News is that Prince Charles has named Leonard Cohen his favorite singer. By appointment to HRH the Prince of Wales.
A creditable choice. For my money, Cohen is the best poet currently writing in English.
Here’s a selection of lyric from his latest album:
The Faith
The sea so deep and blind
The sun, the wild regret
The club, the wheel, the mind,
O love, aren’t you tired yet?
A cross on every hill
A star, a minaret,
So many graves to fill
O love, aren’t you tired yet?
The sea so deep and blind
Where still the sun must set
And time itself unwind
O love, aren’t you tired yet?
O love, aren’t you tired yet?
- Leonard Cohen. The liner notes say, “based on a Quebec folk song.”
You can’t beat that. That’s everything poetry should be.
What does it mean? Maybe better we do not know. Poetry is not about meaning, on the conscious level.
But Cohen is, like most, maybe all, poets and artists and writers, maybe scientists and engineers too, in deep veneration of the universal feminine, aka the Muses. For my money, Cohen goes too far in this; but never mind. This is not just a classical poetic fantasy; it seems intrinsic to the creative impulse. Beauty and creation are themselves feminine things. So all artists and creators love the feminine, and generally, love women in the particular as well.
Scientists and engineers too perhaps necessarily venerate Nature, invariably conceived as feminine: now called Mother Nature, in past ages called Demeter, Gaia, Mae Toranee, Kali, Venus, and so on. God is masculine; therefore physical creation is feminine.
And physical creation, and the universal feminine, involves not just the world in spatial terms, but in temporal terms as well. She is time, and so fertility, or energy, or change (birth, but also death and dying.)
All of this seems encapsulated in Cohen’s perfect little poem: she, Love, is the sea of flux, she is energy, and so too emotional energy: love, lust, regret, hysteria, anger, fear, desire. She is all the cycles by which we measure time: of the sun through the day and the year, the moon winding through its phases; time itself.
Standing above her are the hills of spirit: the Star of David, the cross, the minaret. The masculine, God, order.

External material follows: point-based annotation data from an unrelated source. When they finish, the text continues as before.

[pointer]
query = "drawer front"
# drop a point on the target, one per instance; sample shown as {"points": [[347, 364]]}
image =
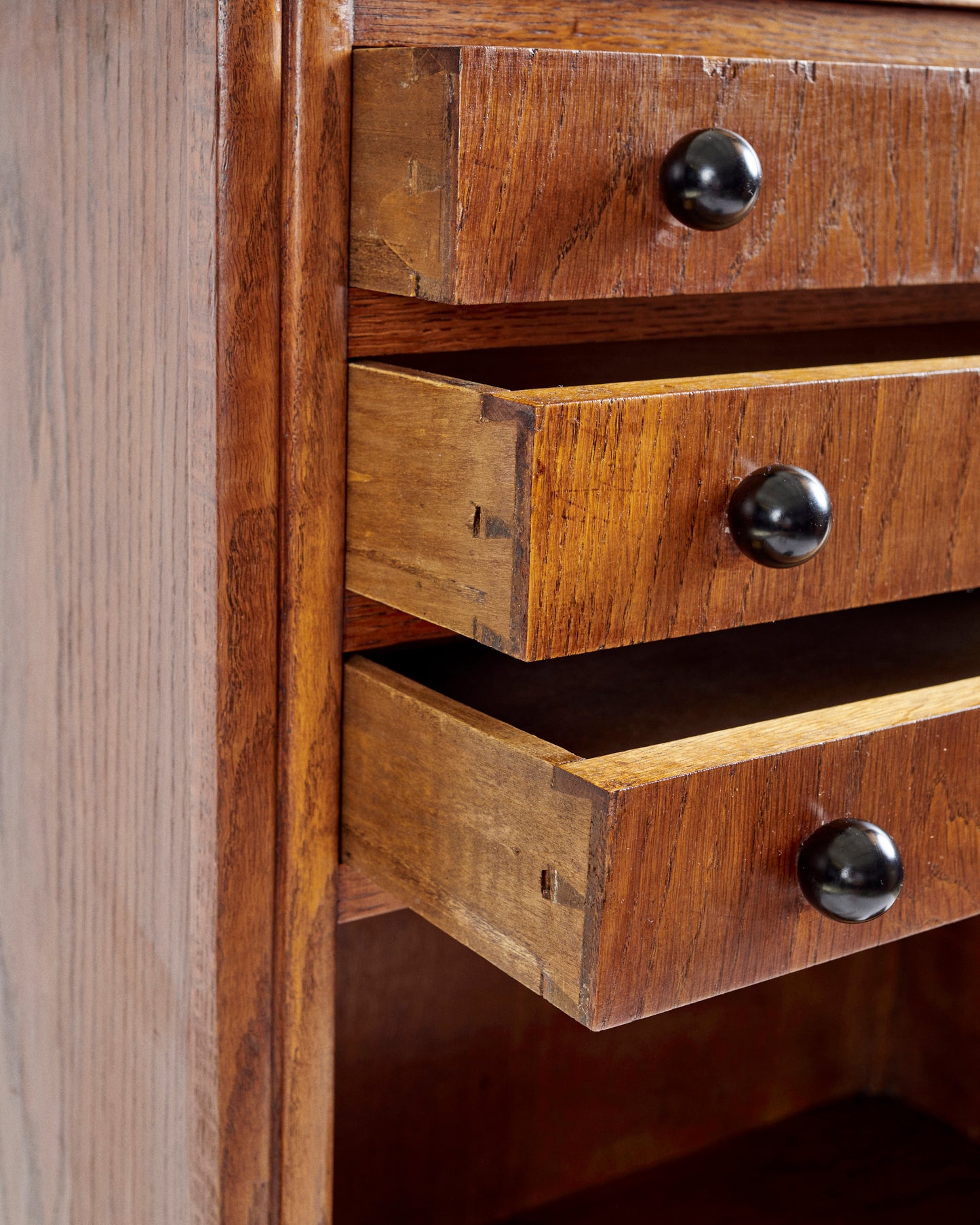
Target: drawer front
{"points": [[555, 522], [624, 886], [486, 174]]}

The call to something transcendent. Something, in some absolute sense, superior.
And yet, and yet… as William Blake said, “eternity is in love with the productions of time.” God is in love with the creation, and with the individual human soul, as a man might love a woman. Some day she will rise, redeemed, Mary redeeming Eve, Sita redeemed by trial of fire, Guan Yin redeeming Mahamaya, Sarasvati redeeming Durga. As Wisdom redeems the Shekhinah from the crusts of her concealment.

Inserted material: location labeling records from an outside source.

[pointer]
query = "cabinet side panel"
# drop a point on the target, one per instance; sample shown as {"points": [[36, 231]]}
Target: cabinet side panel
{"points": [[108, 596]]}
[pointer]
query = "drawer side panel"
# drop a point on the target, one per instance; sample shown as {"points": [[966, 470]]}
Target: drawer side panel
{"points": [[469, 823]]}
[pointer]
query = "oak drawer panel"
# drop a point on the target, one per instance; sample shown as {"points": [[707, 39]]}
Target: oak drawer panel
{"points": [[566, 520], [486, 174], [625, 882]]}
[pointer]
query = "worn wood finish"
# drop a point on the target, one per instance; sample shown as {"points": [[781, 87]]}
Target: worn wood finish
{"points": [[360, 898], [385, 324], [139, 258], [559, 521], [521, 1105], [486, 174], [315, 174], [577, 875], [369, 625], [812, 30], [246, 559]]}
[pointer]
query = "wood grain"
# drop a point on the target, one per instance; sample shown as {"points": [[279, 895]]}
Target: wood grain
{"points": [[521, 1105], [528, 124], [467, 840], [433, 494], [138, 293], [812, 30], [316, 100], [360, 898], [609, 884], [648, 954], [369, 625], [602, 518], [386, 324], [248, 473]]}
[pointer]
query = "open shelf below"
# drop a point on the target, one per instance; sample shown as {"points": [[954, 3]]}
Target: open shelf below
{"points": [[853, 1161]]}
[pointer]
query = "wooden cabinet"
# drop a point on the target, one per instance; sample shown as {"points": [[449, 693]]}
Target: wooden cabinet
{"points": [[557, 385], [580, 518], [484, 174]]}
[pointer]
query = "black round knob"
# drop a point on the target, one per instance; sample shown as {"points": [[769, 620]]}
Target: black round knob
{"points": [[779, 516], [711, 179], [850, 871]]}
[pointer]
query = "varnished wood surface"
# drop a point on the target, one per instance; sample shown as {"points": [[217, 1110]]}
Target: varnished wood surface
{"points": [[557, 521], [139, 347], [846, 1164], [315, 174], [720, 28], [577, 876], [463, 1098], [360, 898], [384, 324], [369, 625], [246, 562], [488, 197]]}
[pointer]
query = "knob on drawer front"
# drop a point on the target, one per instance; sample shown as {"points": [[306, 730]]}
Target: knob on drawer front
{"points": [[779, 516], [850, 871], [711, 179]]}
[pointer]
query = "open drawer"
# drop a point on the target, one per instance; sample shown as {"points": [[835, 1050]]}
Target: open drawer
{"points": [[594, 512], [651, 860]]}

This is salvation history: it is the resurrection of the body.
But it is a mystery; something always only dimly and intuitively perceived.
From the same Cohen album: here are the words to “Dear Heather”:
Dear Heather
Please walk by me again
With a drink in your hand
And your legs all white
From the winter.
What is Heather here but heather, the flowers of spring? This is the earth goddess, the fertility goddess, Kore or Demeter, rising from death and winter. “Heather” is sketched on the album cover with hair half black, half white, to show her dual nature: birth and death, youth and age, and, yes, good and evil.

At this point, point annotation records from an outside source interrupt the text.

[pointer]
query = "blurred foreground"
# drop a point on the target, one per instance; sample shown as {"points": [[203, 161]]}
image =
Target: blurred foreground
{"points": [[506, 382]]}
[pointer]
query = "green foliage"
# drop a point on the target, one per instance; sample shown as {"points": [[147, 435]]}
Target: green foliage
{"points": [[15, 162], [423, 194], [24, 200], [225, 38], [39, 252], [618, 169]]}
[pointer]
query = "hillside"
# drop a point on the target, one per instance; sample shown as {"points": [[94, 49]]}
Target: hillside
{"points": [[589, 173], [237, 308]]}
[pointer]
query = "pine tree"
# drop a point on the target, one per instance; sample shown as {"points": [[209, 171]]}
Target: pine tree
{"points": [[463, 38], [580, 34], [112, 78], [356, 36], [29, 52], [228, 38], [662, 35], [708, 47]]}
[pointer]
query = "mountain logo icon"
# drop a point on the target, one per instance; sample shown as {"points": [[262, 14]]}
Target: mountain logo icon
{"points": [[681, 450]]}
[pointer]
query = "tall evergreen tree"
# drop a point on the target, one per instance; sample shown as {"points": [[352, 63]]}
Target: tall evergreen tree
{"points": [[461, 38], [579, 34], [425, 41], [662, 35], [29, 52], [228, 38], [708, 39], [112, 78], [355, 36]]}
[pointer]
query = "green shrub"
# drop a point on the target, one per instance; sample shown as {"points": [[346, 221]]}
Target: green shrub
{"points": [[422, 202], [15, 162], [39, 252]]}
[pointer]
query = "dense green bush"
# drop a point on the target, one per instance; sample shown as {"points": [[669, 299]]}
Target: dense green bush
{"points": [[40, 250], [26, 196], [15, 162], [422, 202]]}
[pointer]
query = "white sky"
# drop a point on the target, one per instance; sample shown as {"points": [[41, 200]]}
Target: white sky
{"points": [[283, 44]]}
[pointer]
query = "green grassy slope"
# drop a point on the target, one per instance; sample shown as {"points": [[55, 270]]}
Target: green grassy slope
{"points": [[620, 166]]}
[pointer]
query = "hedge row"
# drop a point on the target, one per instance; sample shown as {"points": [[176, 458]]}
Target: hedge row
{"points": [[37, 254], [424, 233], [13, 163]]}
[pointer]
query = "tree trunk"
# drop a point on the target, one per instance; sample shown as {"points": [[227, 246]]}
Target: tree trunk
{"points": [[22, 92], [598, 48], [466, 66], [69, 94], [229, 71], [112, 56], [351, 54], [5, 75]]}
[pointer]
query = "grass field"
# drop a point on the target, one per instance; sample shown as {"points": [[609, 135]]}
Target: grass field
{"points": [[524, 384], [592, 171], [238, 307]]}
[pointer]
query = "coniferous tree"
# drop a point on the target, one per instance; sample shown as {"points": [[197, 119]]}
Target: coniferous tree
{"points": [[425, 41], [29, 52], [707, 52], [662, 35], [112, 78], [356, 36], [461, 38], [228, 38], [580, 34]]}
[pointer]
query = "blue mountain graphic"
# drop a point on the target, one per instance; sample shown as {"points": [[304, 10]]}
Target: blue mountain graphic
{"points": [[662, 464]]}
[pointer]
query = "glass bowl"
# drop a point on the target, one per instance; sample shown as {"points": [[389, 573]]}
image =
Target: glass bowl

Heather, “all white from the winter” is the world returning to life, visibility, and fertility again, after one more bitter Canadian winter. The ice breaks and the water and the sap and the energy again flows—the drink in her hand. She keeps walking by us again, and each time is old love renewed.
Mary, Stella Maris, Our Lady of Good Help, mother of God, redeemer of old mother Eve, walks by us again.
Mary Magdalen, the whore of Babylon redeemed and again virgin, walks by us again.
Time pauses for the winter. And then walks by us again.
You just can’t do better than Cohen.